Being the main topic of the "Introduction to database systems" course at EPFL, this application aims at dealing with large amounts of data and making them accessible through common user interfaces. Tens of millions of database records had to be gathered, imported, formatted and then accessed and modified through a web application developed in PHP. The whole application had to satisfy strict timing constraints about queries and loading times.

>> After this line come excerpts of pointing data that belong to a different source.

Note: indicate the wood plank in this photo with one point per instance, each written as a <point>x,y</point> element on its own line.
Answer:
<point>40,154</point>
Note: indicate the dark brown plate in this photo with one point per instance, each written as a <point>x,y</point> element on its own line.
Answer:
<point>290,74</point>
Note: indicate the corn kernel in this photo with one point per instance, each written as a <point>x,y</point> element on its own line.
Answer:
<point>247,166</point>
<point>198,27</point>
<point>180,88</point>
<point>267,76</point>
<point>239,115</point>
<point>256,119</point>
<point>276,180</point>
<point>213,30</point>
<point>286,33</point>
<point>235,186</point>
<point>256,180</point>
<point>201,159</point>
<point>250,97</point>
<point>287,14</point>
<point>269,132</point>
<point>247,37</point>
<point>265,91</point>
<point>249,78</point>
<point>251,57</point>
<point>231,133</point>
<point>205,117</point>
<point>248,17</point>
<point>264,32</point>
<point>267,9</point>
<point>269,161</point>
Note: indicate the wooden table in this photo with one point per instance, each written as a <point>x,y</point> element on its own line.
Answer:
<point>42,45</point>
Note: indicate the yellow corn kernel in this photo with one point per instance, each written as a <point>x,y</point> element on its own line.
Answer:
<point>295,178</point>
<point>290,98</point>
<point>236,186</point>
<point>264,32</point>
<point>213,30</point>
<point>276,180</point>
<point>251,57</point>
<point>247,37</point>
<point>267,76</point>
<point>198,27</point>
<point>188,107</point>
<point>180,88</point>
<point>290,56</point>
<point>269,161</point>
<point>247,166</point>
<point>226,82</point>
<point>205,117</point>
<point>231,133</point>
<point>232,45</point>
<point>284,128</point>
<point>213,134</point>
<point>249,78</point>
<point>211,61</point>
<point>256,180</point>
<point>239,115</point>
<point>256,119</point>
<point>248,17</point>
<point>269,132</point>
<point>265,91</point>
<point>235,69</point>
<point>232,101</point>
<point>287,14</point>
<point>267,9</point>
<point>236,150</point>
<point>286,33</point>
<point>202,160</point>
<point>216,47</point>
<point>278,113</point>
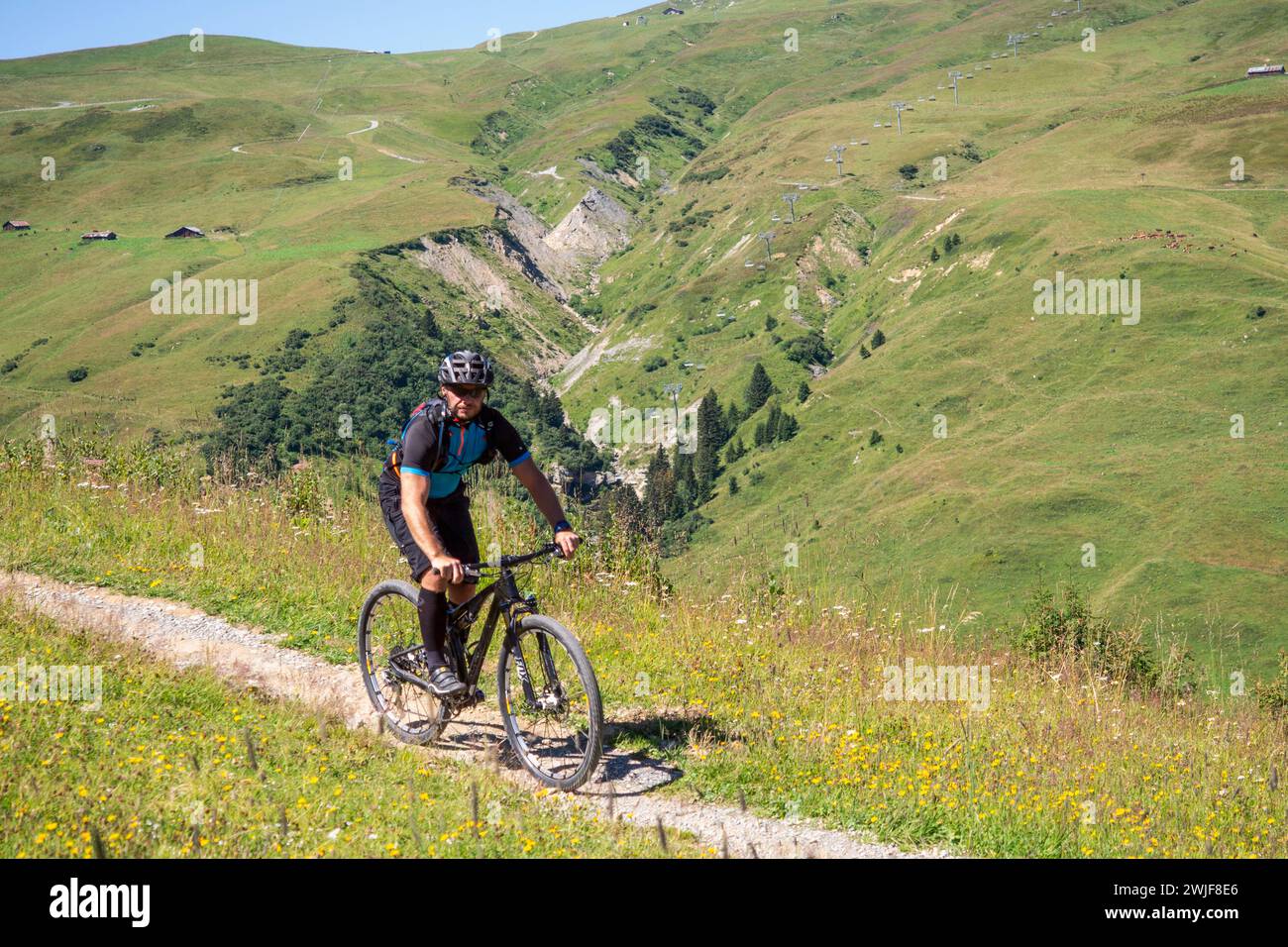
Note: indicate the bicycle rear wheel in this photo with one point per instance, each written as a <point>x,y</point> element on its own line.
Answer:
<point>550,703</point>
<point>389,630</point>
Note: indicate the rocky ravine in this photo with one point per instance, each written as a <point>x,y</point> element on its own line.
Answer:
<point>187,637</point>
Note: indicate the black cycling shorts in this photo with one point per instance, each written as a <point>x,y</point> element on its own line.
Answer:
<point>449,518</point>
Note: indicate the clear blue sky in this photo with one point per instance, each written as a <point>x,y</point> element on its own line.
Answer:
<point>34,27</point>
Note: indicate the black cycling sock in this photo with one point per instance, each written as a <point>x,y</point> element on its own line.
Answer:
<point>432,608</point>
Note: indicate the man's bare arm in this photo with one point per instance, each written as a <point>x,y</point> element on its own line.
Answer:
<point>413,492</point>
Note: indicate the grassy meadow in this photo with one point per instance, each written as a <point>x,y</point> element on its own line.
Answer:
<point>168,764</point>
<point>772,696</point>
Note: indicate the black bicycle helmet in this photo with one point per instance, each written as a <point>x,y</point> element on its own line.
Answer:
<point>465,368</point>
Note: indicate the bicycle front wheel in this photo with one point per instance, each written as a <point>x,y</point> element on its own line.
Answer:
<point>550,702</point>
<point>387,631</point>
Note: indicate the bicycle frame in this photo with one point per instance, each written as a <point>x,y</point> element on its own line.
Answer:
<point>505,596</point>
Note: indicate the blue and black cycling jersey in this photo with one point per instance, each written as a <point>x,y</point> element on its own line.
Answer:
<point>473,442</point>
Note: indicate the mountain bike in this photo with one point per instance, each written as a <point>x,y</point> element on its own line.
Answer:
<point>546,688</point>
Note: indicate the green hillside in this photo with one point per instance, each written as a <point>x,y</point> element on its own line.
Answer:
<point>1056,431</point>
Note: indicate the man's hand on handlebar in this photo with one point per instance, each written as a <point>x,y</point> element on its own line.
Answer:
<point>447,566</point>
<point>567,541</point>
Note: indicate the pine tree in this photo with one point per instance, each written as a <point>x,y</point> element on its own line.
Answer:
<point>688,491</point>
<point>711,437</point>
<point>787,427</point>
<point>759,388</point>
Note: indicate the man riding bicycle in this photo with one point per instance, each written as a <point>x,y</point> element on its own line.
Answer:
<point>425,506</point>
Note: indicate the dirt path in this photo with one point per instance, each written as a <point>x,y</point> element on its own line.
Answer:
<point>185,637</point>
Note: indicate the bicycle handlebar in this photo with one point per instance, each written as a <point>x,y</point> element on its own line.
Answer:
<point>503,562</point>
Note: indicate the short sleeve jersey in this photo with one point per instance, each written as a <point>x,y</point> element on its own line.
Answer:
<point>475,442</point>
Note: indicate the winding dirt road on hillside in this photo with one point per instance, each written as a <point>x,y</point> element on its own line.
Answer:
<point>187,637</point>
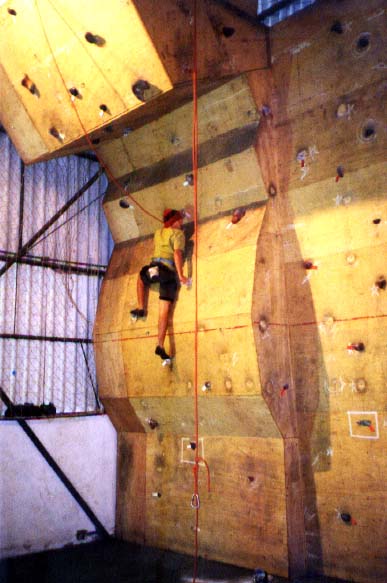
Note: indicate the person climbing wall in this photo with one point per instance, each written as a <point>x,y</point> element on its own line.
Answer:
<point>165,268</point>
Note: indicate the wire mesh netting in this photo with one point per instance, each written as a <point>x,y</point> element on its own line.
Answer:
<point>48,297</point>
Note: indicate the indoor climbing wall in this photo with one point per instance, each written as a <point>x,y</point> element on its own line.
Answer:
<point>153,406</point>
<point>328,133</point>
<point>71,77</point>
<point>291,355</point>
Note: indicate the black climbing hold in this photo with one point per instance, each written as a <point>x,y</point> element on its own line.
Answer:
<point>189,180</point>
<point>152,423</point>
<point>337,27</point>
<point>363,42</point>
<point>272,190</point>
<point>139,89</point>
<point>95,39</point>
<point>368,131</point>
<point>228,31</point>
<point>30,85</point>
<point>358,346</point>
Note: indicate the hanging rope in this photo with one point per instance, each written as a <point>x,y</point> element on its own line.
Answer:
<point>195,500</point>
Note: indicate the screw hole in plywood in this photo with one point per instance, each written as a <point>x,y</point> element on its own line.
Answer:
<point>228,31</point>
<point>362,44</point>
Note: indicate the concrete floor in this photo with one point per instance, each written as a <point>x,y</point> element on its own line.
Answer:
<point>120,562</point>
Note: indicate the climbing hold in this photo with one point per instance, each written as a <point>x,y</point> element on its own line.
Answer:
<point>347,518</point>
<point>272,190</point>
<point>206,387</point>
<point>284,389</point>
<point>366,423</point>
<point>139,89</point>
<point>125,204</point>
<point>237,215</point>
<point>368,131</point>
<point>339,173</point>
<point>360,385</point>
<point>259,576</point>
<point>30,85</point>
<point>266,111</point>
<point>301,156</point>
<point>357,346</point>
<point>228,31</point>
<point>95,39</point>
<point>337,27</point>
<point>56,134</point>
<point>363,42</point>
<point>103,109</point>
<point>189,180</point>
<point>75,93</point>
<point>152,423</point>
<point>308,264</point>
<point>381,282</point>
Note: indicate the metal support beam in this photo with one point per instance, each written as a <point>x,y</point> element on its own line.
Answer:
<point>101,530</point>
<point>6,336</point>
<point>53,219</point>
<point>55,264</point>
<point>236,11</point>
<point>273,9</point>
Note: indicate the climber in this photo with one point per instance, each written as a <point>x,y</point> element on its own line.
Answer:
<point>165,267</point>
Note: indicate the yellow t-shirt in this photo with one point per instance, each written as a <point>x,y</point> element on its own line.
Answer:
<point>166,241</point>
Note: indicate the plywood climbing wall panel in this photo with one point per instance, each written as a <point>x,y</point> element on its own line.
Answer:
<point>332,177</point>
<point>68,72</point>
<point>245,472</point>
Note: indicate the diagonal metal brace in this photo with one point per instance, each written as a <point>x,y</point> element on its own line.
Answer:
<point>53,219</point>
<point>101,530</point>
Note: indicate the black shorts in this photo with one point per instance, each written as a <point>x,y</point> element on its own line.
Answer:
<point>166,278</point>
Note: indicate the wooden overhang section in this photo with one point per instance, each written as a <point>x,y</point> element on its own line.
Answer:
<point>67,71</point>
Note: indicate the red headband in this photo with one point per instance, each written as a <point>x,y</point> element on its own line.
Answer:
<point>170,216</point>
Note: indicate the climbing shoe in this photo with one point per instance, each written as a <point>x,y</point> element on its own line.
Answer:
<point>137,313</point>
<point>161,352</point>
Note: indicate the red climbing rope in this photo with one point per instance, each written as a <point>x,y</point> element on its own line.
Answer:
<point>86,135</point>
<point>195,501</point>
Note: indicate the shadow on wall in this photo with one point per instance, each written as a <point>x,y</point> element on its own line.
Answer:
<point>287,339</point>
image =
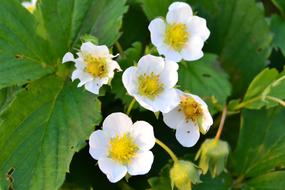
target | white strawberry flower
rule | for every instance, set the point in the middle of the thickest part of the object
(122, 147)
(30, 5)
(182, 35)
(152, 83)
(94, 66)
(189, 118)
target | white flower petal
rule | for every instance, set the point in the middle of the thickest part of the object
(207, 121)
(82, 76)
(157, 29)
(112, 66)
(169, 76)
(129, 79)
(93, 86)
(117, 124)
(198, 27)
(141, 164)
(90, 48)
(98, 143)
(68, 57)
(79, 63)
(179, 12)
(146, 103)
(166, 101)
(193, 50)
(187, 134)
(114, 171)
(173, 118)
(150, 64)
(143, 135)
(169, 53)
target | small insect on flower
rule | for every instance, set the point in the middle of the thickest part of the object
(30, 5)
(152, 83)
(182, 35)
(94, 66)
(122, 147)
(189, 118)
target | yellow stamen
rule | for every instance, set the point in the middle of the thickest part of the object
(123, 149)
(149, 85)
(31, 8)
(96, 66)
(191, 109)
(176, 36)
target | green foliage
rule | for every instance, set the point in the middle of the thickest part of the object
(278, 29)
(266, 89)
(280, 4)
(22, 52)
(222, 182)
(240, 36)
(261, 142)
(74, 18)
(273, 180)
(205, 78)
(45, 118)
(39, 141)
(155, 8)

Conceptual modelling and normalization constraints
Developed in parallel with the lectures that taught us the good practices in the field, the conceptual model for the database had to adhere to numerous constraints and was reviewed by PhD teaching assistants who advised us on potential improvements. Although it was overly normalized, our model was very easy to user and programmable.
Advanced SQL queries
A request was made to design a list of SQL queries. Most of these queries were very specific, such as: 'For each country, list the most frequent character name that appears in the productions of a production company (not a distributor) from that country.' To ensure processing within an acceptable response time, it was necessary to carefully choose various indexes, the order of joins, and so on.
Query execution plan understanding and performance optimization
The ultimate goal of the course and project was to learn how to optimize queries and achieve a system that is as efficient as possible. Research was conducted on query execution plans provided by MySQL, and optimizations were profiled and applied to various components of the program and underlying queries in order to obtain response times of less than 1 second. This was achieved on a locally stored database with over 60 million tuples running on a laptop.